The category four storm – one of the most powerful to ever hit the country – has brought more than 12 hours of heavy rain, prompting concerns about flash flooding where water runs off from mountains and has nowhere to go.

An island-wide curfew was extended until 06:00 local time (11:00 GMT) on Thursday, and while the hurricane warning has been cancelled, it has been replaced with a flash flood watch.

Once the sun rises and the curfew is over, residents will be able to go outside and get a real idea of the damage.

Beryl has now weakened to a category three storm, and is rolling towards the Cayman Islands and southern Mexico, the US National Hurricane Center (NHC) reports.

But it has left a trail of devastation across the Caribbean, and caused the deaths of at least seven people.

Here in the capital, Kingston, while the winds were extremely strong, they weren’t the hurricane gusts that were expected. But the hours of heavy rain are a real concern, especially on farmland where flooding has been reported.

One resident of a rural farming community told the Reuters news agency: “It’s terrible. Everything’s gone. I’m in my house and I’m scared.”

“It’s a disaster,” said Amoy Wellington, who lives in the southern parish of St Elizabeth.

On Wednesday night I was able to go outside briefly to move my car away from overhanging trees.

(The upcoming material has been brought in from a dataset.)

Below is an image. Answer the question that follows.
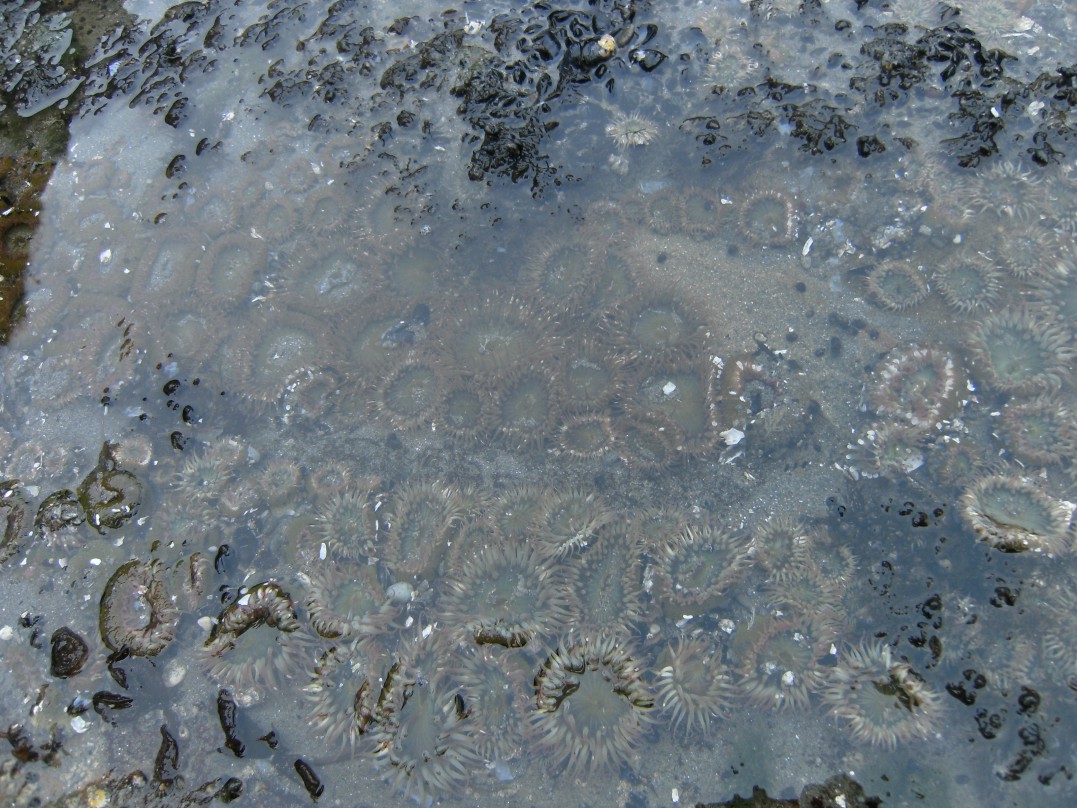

A full-length mirror was lying next to the car – it had probably blown off someone’s balcony, a reminder that unexpected objects suddenly become missiles in winds that strong.

Energy provider, JPS, said that 65% – or about 400,000 of its customers – were without power on Thursday morning.

The hurricane has delivered “a most devastating blow” to parts of the island, said the MP for St Elizabeth South Western.

Posting on X, Floyd Green said in his constituency “significant numbers of roofs [have been] lost, houses destroyed, trees uprooted, light poles downed, almost all roads are impassable.”

Caribbean media is reporting that the UN has unlocked $4m (£3.1m) from its emergency response fund to help the recovery in Jamaica, Grenada and Saint Vincent and the Grenadines.

Prime Minister Andrew Holness thanked “first responders, essential services, security forces and good Samaritans who have assisted others in this time of crisis” on his X account.

“This storm will pass, and we will recover,” he said.

Beryl is now thundering towards the Cayman Islands, where “strong winds, dangerous storm surge and damaging waves are expected”, the NHC warned.

The islands’ tourism minister, Kenneth Bryan, told the BBC that while most people will be able to withstand the winds, the flood waters are also the main concern there.

Hurricane Beryl has already caused devastation in Grenada, St Vincent and the Grenadines, and northern Venezuela. At least seven people are known to have died.

It became the the earliest category five Atlantic hurricane in records going back around 100 years – thought to be as a result of warmer sea surface temperatures.

The storm shocked meteorologists at how fast it intensified – taking just 42 hours to go from a tropical depression to a major hurricane.